Adanato/qwen25_3b_qwen25_qwen3_rank_only-qwen25_qwen3_rank_only_cluster_2 is a 3.1 billion parameter language model fine-tuned from Qwen/Qwen2.5-3B. This model is specifically fine-tuned on the 'qwen25_qwen3_rank_only_cluster_2' dataset, indicating a specialization in ranking tasks or specific data clusters. With a context length of 32768 tokens, it is designed for applications requiring processing of moderately long sequences, particularly within its fine-tuned domain.
Loading preview...
Model Overview
This model, Adanato/qwen25_3b_qwen25_qwen3_rank_only-qwen25_qwen3_rank_only_cluster_2, is a fine-tuned variant of the Qwen/Qwen2.5-3B base model.
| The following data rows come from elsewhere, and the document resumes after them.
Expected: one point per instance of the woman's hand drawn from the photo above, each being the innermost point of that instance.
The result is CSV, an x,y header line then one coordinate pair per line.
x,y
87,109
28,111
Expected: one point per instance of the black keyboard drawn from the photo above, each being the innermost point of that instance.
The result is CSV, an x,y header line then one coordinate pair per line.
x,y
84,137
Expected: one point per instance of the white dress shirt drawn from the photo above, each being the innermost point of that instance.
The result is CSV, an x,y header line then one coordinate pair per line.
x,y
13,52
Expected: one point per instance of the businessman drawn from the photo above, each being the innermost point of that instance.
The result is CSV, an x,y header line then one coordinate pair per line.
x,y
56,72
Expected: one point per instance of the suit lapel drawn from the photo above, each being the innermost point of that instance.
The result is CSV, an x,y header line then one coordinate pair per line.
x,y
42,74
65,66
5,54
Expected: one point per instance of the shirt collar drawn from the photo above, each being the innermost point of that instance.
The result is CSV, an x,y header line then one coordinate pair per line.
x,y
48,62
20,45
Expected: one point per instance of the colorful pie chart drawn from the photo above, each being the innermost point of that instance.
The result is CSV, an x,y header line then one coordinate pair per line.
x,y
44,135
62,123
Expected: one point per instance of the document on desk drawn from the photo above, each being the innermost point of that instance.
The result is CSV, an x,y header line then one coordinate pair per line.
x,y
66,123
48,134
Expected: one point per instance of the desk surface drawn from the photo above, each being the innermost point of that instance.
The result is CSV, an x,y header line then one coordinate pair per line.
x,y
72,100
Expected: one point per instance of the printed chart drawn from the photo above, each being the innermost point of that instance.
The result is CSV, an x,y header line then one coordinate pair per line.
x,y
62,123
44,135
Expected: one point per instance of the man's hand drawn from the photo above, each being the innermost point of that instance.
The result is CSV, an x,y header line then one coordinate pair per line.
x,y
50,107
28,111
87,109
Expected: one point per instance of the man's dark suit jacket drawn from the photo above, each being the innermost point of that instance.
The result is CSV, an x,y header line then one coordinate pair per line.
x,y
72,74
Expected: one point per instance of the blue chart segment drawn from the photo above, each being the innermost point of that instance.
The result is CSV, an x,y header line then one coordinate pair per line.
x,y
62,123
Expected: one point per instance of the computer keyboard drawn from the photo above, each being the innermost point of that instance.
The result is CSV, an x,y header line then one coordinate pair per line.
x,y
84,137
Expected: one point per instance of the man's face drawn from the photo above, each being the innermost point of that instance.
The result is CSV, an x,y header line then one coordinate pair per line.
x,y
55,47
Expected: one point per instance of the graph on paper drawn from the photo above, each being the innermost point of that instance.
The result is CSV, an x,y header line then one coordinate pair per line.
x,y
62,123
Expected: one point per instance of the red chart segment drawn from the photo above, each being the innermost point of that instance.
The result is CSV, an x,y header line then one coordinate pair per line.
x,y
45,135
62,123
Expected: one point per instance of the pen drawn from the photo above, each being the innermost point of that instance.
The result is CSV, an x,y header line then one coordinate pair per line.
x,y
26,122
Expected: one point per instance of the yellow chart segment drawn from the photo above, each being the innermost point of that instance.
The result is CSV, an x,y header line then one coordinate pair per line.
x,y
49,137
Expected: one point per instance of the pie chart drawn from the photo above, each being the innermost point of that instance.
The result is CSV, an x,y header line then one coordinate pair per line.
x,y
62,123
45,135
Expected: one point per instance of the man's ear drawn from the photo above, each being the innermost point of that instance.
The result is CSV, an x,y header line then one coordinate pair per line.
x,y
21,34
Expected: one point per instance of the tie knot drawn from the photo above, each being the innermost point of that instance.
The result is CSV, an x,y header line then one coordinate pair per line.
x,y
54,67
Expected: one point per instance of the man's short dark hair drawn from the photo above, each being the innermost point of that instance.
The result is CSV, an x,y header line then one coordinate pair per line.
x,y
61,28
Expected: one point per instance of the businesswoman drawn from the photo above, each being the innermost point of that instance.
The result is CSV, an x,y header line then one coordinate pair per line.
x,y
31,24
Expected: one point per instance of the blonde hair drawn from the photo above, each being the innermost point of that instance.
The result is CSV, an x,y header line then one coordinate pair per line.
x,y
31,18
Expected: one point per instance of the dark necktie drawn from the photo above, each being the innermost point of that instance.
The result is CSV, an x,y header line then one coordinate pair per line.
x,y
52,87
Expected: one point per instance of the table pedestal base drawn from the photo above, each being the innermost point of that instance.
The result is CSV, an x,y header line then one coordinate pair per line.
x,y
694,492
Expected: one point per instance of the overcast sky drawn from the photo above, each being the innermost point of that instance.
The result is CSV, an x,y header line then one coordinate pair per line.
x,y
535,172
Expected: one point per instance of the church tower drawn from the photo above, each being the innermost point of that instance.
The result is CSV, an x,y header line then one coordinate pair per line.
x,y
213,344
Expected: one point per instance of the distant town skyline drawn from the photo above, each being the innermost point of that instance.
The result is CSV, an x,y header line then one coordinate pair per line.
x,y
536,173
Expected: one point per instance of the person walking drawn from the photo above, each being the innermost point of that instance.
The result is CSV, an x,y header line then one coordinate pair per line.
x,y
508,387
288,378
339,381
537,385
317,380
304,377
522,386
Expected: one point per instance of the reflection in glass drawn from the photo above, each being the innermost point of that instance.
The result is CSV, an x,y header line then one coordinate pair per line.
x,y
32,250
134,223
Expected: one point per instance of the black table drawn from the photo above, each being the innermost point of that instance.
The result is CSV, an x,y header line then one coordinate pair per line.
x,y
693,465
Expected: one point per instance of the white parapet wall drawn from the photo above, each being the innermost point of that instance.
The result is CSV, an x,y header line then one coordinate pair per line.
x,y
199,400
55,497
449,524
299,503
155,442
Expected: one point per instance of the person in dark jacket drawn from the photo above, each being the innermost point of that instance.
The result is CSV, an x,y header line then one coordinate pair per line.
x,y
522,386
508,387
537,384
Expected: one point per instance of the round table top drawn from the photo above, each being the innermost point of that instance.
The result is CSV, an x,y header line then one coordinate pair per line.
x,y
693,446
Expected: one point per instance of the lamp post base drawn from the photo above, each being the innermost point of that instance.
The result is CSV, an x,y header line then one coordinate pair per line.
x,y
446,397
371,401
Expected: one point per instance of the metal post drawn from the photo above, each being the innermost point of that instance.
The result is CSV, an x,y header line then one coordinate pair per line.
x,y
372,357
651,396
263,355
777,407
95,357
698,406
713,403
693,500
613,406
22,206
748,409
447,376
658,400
It features 3.1 billion parameters and supports a context length of 32768 tokens.
Key Characteristics
- Base Model: Qwen/Qwen2.5-3B, a causal language model developed by Qwen.
- Fine-tuning Dataset: Specifically trained on the
qwen25_qwen3_rank_only_cluster_2dataset, suggesting an optimization for tasks related to ranking or specific data clustering within the Qwen 2.5 and Qwen 3 ecosystems.
Training Details
The model was trained with a learning rate of 1e-05, a batch size of 4 (total 128 with gradient accumulation), and utilized the AdamW_Torch_Fused optimizer. Training was conducted for 1 epoch with a cosine learning rate scheduler and a warmup ratio of 0.1. The training environment included Transformers 4.57.1 and PyTorch 2.10.0+cu128.
Intended Use
While specific intended uses and limitations are not detailed in the provided information, its fine-tuning on a specialized ranking dataset implies potential suitability for applications where ranking or classification based on Qwen 2.5 and Qwen 3 data characteristics is crucial.